One man’s authenticity, in other words, is another’s bastardization. And that paradox isn’t the product of industrial food.
It’s funny I found that ad when I did, because I had been re-reading Cornelius Weygandt’s The Red Hills, a nostalgic portrait of the Pennsylvania Dutch country published in 1929, before the place had been overrun by tourists or even much marketed to them. Weygandt had the same weakness I do: he let himself get nostalgic for the world of old-timers’ tales, a world he had never seen and which quite possibly never existed. (At least, also like me on my better days, he knew it was a weakness.) Weygandt was considerably more interested in antique pottery than I am, but his stories make interesting reading if you know enough of the history and culture of southeastern Pennsylvania to get the jokes. My favorite character is a carpenter and builder named Levi, a man of seventy who accompanies Weygandt to dinner at a small-town hotel.
Until day before yesterday even the hotel dinner was accompanied by “seven sweets” and “seven sours.” Down to twenty years ago such bounty was expected, and if not forthcoming cause for extreme dissatisfaction on the part of the guests.

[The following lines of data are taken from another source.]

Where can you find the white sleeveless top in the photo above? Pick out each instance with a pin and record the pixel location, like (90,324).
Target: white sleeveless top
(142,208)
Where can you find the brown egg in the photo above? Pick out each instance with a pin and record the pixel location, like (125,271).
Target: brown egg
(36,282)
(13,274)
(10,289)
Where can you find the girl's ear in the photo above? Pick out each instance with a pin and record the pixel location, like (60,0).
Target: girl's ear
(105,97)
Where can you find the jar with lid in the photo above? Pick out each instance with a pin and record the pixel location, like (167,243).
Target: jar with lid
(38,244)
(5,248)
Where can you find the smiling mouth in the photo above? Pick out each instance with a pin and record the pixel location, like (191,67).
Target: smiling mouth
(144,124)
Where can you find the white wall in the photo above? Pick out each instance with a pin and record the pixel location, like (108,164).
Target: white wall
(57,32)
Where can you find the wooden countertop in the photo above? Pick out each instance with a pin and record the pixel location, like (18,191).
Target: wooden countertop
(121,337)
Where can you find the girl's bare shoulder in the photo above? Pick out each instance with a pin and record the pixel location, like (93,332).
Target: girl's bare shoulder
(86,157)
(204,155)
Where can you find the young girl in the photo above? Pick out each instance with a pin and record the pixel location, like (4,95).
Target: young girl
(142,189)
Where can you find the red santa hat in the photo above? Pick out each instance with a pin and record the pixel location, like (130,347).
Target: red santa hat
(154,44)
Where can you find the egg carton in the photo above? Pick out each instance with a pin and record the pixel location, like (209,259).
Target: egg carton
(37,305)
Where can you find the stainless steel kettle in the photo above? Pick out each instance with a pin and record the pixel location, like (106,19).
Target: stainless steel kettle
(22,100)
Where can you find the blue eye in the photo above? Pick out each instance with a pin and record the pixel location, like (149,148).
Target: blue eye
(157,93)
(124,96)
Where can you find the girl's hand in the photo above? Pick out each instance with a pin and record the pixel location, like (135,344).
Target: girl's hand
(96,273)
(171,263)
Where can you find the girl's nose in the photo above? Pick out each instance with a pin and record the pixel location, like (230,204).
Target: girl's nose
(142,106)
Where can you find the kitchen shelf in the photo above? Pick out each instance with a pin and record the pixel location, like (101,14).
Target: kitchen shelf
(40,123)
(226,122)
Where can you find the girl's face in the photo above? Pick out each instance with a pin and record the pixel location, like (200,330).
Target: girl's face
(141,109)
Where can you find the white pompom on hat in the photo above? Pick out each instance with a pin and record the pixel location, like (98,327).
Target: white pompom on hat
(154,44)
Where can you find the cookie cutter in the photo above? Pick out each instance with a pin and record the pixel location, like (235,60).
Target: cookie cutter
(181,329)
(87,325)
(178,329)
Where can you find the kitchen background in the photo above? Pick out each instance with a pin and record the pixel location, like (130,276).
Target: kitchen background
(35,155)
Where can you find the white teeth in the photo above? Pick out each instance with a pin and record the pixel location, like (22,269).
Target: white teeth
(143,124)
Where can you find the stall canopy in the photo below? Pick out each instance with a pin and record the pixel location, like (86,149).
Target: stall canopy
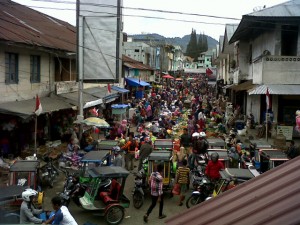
(276,89)
(270,198)
(136,82)
(119,89)
(26,108)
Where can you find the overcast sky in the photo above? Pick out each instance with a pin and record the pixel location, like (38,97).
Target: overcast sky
(171,24)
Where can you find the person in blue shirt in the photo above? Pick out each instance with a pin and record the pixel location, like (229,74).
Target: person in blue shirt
(62,215)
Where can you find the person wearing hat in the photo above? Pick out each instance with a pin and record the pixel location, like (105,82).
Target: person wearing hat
(119,160)
(145,151)
(28,213)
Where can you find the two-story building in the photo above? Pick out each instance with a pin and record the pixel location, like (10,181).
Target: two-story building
(267,49)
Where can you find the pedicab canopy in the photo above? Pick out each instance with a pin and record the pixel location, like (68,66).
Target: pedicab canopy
(108,172)
(163,144)
(270,198)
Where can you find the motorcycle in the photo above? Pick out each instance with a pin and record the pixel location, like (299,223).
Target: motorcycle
(74,190)
(204,189)
(49,171)
(138,193)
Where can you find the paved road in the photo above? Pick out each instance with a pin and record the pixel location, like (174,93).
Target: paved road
(132,216)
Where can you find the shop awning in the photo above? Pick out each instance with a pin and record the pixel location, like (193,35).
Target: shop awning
(87,99)
(276,89)
(135,82)
(119,89)
(25,108)
(243,86)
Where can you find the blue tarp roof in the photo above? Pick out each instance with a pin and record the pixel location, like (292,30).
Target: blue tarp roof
(135,82)
(119,106)
(119,89)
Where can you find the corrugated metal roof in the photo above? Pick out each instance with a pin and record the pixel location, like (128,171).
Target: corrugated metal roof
(276,89)
(134,64)
(273,198)
(286,9)
(24,25)
(25,108)
(252,24)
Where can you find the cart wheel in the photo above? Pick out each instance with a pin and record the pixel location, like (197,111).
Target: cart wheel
(114,215)
(192,201)
(138,199)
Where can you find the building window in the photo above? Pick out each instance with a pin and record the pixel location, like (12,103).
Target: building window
(35,68)
(11,68)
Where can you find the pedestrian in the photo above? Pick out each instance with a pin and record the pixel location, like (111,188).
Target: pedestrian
(118,160)
(62,215)
(28,213)
(182,178)
(145,151)
(156,186)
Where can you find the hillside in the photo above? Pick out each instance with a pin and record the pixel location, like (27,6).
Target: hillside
(182,42)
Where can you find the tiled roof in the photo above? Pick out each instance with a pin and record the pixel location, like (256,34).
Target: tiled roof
(273,198)
(22,25)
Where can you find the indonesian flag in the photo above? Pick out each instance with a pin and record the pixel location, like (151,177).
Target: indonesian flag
(38,106)
(108,88)
(268,100)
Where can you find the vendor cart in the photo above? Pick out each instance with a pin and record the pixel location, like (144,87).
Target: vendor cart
(216,143)
(270,158)
(163,144)
(93,159)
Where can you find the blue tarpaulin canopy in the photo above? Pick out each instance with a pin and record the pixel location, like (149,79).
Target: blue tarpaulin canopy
(119,89)
(136,82)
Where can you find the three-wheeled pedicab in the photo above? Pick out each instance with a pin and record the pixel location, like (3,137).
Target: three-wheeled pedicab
(270,158)
(93,159)
(150,165)
(217,143)
(26,173)
(110,204)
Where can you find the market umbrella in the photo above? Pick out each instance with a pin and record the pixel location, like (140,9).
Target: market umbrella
(168,76)
(95,121)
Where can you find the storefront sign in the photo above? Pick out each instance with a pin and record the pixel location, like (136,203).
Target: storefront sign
(287,131)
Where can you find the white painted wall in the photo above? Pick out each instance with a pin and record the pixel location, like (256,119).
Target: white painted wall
(25,89)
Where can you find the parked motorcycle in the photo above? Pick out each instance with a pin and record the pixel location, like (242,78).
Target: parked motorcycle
(204,189)
(138,193)
(49,171)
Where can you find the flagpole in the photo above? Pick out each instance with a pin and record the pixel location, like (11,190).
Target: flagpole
(35,134)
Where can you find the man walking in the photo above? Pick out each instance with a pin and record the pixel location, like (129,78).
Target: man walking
(156,185)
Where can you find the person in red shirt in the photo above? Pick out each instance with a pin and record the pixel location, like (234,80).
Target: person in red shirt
(214,166)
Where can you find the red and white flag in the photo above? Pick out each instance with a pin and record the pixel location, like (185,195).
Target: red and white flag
(268,100)
(108,89)
(38,106)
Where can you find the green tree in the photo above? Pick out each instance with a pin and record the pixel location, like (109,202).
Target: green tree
(192,47)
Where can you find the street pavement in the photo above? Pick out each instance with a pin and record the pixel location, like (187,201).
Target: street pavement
(132,216)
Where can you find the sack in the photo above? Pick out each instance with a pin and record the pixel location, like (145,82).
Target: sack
(176,189)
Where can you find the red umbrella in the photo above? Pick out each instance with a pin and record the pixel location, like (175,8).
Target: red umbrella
(168,76)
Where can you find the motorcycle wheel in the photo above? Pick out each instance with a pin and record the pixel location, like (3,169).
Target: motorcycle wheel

The tradition has been disappearing for nigh on a century, in other words. When they get to the hotel in question, “Levi looked down the long table at which we two were as yet the only diners.
“Seventy-five cents we pay for dinner,” he said, “and only three sours. Pickled beets and coleslaw and chowchow. Where are the rest? Where is the dill pickle, where the pickled cabbage, where the green tomato relish? I see no pickled meats. I see no meat jelly. I see not even second sours such as catsup and horseradish…. You do not call catsup and horseradish and mustard real sours. There should be seven sours without them. There should be pickled onions, pickled gherkins, pickled cauliflower, not mixed together in one jar but each in a jar by itself…. Old Rhodes, he would hang his head could he come back and see the table his son gets. Chowchow, ugh, chowchow!”
No apple butter, either, and a snits pie — a dried-apple pie — in August, when fresh fruit ought to have been plentiful. But it was the chowchow, that got the old man’s goat. “Snits and mustard pickle in August! Chowchow! Tschowtwschow! I almost wish I was a swearing man and not a Sunday school superintendent.”
Chow chow as mixed mustard pickle was, as best I’ve been able to determine, a nineteenth-century term with Chinese origins for a respectable spin on an old gardener’s practice of quickly preserving the last of the season’s produce. Whether Levi objected to its mediocre origins, its connotations of winter at the height of the gardening season, its Chinese name, the pretense the new name suggested, or the fact that one mixed pickle was a lazy substitute for the appropriately distinct seven, I don’t know. Maybe it was a combination of all of them. In any case, its presence on a “Pennsylvania Dutch” table in August represented, for him, the downfall of a cuisine.
A hundred years later, its disappearance represents, for me, the downfall of a cuisine. Authenticity is whatever your grandmother served you, and to define it too rigorously is a fool’s errand… but one in which, I suspect, enjoyably grumpy men of a certain age will always indulge.